Somut uyuşmazlıkta davacının 25.11.2007 tarihinde işverene ait aracı geri vitesle kullanırken, işverenin diğer bir aracına çarptığı, işveren ait araçta faturaya göre hasar gören parça ve işçilik gideri dahil 3.686,29 TL zarar meydana geldiğinin 02.12.2007 tarihinde bildirildiği, davacının bu nedenle 04.12.2007 tarihinde savunmasının alındığı, davacının savunmasında havanın sisli olması nedeni ile arkadaki aracı göremediğini beyan ettiği, iş sözleşmesinin 28.12.2007 tarihinde bu nedenle feshedildiği anlaşılmaktadır.

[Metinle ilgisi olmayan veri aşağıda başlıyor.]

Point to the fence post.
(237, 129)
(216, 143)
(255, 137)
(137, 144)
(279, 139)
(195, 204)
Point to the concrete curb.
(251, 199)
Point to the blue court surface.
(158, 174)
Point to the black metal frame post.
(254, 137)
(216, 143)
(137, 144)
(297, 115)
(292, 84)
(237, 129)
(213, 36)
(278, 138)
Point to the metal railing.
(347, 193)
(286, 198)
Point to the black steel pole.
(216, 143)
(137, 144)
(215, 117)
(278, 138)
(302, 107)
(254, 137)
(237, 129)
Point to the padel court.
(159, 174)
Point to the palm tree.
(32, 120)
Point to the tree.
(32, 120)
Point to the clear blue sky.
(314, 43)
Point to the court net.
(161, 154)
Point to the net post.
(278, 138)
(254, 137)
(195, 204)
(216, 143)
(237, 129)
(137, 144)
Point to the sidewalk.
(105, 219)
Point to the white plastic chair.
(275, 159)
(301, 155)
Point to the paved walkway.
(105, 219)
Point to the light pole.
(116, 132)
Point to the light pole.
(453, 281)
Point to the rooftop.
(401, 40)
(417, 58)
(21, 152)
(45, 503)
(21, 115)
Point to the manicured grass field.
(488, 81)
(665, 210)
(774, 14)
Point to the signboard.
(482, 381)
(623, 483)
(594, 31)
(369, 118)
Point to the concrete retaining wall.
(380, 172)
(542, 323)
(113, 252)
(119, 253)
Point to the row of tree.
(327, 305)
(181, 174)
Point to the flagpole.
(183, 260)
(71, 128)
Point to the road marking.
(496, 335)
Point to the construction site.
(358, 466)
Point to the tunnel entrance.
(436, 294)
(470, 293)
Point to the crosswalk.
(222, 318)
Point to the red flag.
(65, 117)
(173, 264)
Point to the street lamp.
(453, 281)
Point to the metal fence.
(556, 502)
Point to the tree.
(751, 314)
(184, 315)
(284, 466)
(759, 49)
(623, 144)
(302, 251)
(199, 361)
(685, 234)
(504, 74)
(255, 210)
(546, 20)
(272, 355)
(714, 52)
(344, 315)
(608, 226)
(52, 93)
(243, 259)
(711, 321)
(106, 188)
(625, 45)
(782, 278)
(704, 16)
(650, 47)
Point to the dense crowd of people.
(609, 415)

Öncelikle hasar ve kusur oranı açısından uzman bilirkişi marifet ile keşif yapılmadan kusur oranına göre feshin 4857 sayılı İş Kanunu’nun 25/II. ı maddesi kapsamında kalıp kalmadığı, kalmış ise feshe yetkili makamın öğrendiği tarihten itibaren fesih hakkının hak düşürücü süre içinde kullanılıp kullanılmadığı belirlenmeden yazılı şekilde karar verilmesi hatalıdır. Diğer taraftan, haklı nedenle fesih için 4857 sayılı İş Kanunu’nun 26. Maddesinde öngörülen hak düşürücü sürenin, geçerli nedenle fesih için dikkate alınması da isabetsizdir. Zira fesih haklı neden kabul edilmese bile, işyerinde olumsuzluklara yol açmış ve iş sözleşmesinin devamı işveren açısından beklenmez bir hal almışsa, feshin geçerli nedene dayandığının kabulü gerekecektir. Davacının ihmali ve kusuru ile verdiği zarar 30 günlük ücretinden az veya 6 günlük hak düşürücü süre içinde fesih hakkının kullanılmaması nedeni ile haklı neden kabul edilemeyecek davranış, işyerinde olumsuzluklara neden olmaya devam ediyor ise feshin geçerli nedene dayandığı kabul edilmelidir. Eksik inceleme ile yazılı şekilde davanın kabulü hatalıdır.
SONUÇ: Temyiz olunan kararın yukarıda yazılı sebepten BOZULMASINA, peşin alınan temyiz harcının istek halinde ilgiliye iadesine,01.02 .2010 gününde oybirliğiyle karar verildi.